Boohoo Group has criticised Frasers Group for its demands amidst a strategic review process.
- Frasers holds a 27% stake in Boohoo and seeks greater influence over business decisions.
- Boohoo argues Frasers’ investments in competitors present a conflict of interest.
- Mahmud Kamani, Boohoo’s co-founder, denies plans to reacquire brands at reduced prices.
- Boohoo imposes conditions on Frasers for potential board representation.
Boohoo Group has publicly responded to the recent demands made by Frasers Group regarding its role in Boohoo’s ongoing strategic review. Frasers Group, with a 27% stake in Boohoo, has sought a more substantial influence over the company’s strategic decisions, particularly in matters of brand disposals. Boohoo has rebuffed these overtures, alleging that Frasers is motivated by its own commercial interests rather than a genuine concern for Boohoo’s shareholder value.
Further complicating the situation, Boohoo highlights Frasers’ significant investments in rival retailers such as Asos and House of Fraser. Boohoo contends that these holdings create an inherent conflict of interest for Frasers and undermine its status as an independent shareholder in Boohoo. This assertion forms the crux of Boohoo’s argument against Frasers’ increasing involvement.
Frasers Group has been openly assertive about its concerns during the strategic review, including a demand for restrictions on brand disposals without shareholder approval. Mike Ashley, representing Frasers, has voiced apprehensions over Boohoo’s co-founder, Mahmud Kamani, potentially reacquiring Boohoo and its associated brands at lower prices. However, Kamani has refuted these claims categorically, affirming that he harbours no intention of making such a move. His statement has invoked a six-month restriction period under the City takeover code, which now limits any takeover offers from Kamani.
Boohoo has been clear in its response, articulating that Kamani’s interests are aligned with those of all shareholders, aiming to maximise shareholder value. Additionally, Boohoo has challenged Frasers, Mike Ashley, and his representative, Mike Lennon, to either demonstrate similar allegiance or explain their inability to do so.
In terms of board involvement, Boohoo has rejected Frasers’ requests for board representation. The company asserts it will only consider appointing a non-executive director deemed appropriate. To protect its commercial interests, Boohoo demands that any director from Frasers have no involvement in or access to competitive decision-making processes.
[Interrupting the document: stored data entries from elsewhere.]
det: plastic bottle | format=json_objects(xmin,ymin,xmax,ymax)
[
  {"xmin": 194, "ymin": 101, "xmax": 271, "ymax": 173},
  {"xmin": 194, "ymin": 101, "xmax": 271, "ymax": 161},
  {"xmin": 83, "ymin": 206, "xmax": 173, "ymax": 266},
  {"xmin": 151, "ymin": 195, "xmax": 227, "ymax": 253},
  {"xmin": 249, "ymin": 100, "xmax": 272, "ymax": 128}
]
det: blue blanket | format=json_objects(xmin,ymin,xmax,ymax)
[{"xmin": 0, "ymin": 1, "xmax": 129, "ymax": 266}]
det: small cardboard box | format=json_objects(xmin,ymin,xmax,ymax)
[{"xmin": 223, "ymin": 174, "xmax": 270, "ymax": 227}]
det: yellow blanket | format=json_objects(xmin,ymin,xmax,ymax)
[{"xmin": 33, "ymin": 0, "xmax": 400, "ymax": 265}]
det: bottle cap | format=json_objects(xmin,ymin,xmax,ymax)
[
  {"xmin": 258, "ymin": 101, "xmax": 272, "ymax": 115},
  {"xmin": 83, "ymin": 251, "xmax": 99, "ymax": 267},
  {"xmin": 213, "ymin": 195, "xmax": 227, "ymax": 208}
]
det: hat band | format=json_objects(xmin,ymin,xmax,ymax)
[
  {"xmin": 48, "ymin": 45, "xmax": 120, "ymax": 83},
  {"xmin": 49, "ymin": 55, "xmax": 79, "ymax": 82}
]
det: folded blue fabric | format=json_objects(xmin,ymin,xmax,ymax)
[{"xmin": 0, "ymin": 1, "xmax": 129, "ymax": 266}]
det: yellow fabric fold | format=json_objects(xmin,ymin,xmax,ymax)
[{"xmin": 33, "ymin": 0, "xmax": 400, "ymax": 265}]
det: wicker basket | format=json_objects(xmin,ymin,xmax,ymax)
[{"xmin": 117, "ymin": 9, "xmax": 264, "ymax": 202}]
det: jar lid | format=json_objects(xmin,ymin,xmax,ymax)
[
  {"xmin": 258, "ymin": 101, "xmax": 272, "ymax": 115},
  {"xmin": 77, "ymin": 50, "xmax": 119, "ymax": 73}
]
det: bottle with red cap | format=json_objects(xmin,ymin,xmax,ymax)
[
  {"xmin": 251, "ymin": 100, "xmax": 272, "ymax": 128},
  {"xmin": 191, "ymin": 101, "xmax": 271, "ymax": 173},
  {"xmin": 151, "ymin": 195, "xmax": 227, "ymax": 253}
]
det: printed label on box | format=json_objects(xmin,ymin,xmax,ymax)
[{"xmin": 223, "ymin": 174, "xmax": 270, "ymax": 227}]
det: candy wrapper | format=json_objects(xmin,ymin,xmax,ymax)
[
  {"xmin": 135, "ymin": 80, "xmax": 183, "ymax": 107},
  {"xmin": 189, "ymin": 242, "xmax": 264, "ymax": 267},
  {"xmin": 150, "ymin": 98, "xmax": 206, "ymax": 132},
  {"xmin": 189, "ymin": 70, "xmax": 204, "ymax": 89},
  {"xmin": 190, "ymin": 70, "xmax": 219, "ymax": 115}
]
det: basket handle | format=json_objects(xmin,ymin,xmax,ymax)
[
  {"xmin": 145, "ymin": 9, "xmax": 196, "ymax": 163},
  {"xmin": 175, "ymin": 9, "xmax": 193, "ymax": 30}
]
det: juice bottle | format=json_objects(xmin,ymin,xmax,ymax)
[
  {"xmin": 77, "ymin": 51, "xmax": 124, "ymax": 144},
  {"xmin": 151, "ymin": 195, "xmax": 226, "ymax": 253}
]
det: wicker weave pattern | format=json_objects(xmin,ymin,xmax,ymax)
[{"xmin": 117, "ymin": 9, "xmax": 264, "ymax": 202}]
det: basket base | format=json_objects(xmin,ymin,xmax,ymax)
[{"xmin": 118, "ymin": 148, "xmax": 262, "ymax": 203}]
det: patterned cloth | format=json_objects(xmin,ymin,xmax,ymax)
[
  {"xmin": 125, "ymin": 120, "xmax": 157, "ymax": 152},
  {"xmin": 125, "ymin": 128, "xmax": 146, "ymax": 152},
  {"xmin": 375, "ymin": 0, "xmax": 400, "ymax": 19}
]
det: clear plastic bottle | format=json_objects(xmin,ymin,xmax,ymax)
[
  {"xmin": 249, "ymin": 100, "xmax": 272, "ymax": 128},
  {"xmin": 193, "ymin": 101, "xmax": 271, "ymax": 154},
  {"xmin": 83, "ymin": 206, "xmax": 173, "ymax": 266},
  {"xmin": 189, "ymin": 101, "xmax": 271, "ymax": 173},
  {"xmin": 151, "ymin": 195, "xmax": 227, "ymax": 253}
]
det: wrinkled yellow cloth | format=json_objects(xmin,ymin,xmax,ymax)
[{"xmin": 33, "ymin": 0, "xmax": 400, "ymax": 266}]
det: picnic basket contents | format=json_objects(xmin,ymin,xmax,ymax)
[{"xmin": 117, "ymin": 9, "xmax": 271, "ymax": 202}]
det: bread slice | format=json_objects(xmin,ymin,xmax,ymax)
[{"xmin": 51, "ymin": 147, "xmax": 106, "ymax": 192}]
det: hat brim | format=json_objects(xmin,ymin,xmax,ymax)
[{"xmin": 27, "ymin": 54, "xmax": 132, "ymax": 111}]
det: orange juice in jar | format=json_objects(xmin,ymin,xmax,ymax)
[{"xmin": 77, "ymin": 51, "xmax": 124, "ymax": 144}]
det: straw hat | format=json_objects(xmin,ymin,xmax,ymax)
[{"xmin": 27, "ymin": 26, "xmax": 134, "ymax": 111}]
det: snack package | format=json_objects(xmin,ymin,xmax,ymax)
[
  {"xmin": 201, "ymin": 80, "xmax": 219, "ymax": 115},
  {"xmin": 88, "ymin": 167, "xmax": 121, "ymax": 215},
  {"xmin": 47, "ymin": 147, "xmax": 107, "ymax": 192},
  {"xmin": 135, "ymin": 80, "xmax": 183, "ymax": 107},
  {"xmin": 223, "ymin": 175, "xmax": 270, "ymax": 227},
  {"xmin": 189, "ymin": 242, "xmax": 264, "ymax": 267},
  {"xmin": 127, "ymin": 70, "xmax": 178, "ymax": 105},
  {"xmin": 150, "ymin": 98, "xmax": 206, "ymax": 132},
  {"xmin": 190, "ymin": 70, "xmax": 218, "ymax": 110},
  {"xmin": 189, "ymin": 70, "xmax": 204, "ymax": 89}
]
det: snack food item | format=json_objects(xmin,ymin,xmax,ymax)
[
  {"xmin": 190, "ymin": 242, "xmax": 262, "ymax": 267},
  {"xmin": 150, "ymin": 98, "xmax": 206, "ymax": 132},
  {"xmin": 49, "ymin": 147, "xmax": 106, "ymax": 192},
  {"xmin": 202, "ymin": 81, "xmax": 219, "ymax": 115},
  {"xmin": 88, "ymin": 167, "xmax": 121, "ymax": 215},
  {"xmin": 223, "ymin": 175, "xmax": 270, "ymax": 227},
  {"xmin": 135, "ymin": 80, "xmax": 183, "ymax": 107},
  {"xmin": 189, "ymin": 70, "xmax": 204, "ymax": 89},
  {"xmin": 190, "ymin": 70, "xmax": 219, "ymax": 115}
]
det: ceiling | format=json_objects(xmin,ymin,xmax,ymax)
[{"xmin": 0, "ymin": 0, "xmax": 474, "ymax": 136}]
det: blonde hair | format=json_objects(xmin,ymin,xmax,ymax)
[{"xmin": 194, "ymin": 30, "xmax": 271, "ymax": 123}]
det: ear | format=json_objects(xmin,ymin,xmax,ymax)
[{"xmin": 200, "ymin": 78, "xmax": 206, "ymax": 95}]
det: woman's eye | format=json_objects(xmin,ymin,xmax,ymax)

Additionally, Boohoo insists on obtaining an indemnity from Frasers for any potential losses stemming from breaches of these conditions.
As tensions between the two companies escalate, Frasers has taken the additional step of establishing a dedicated website, “Boohoo Deserves Better,” aiming to galvanise Boohoo’s shareholders around its grievances.
The tension between Boohoo and Frasers highlights significant conflicts of interest, impacting strategic decisions.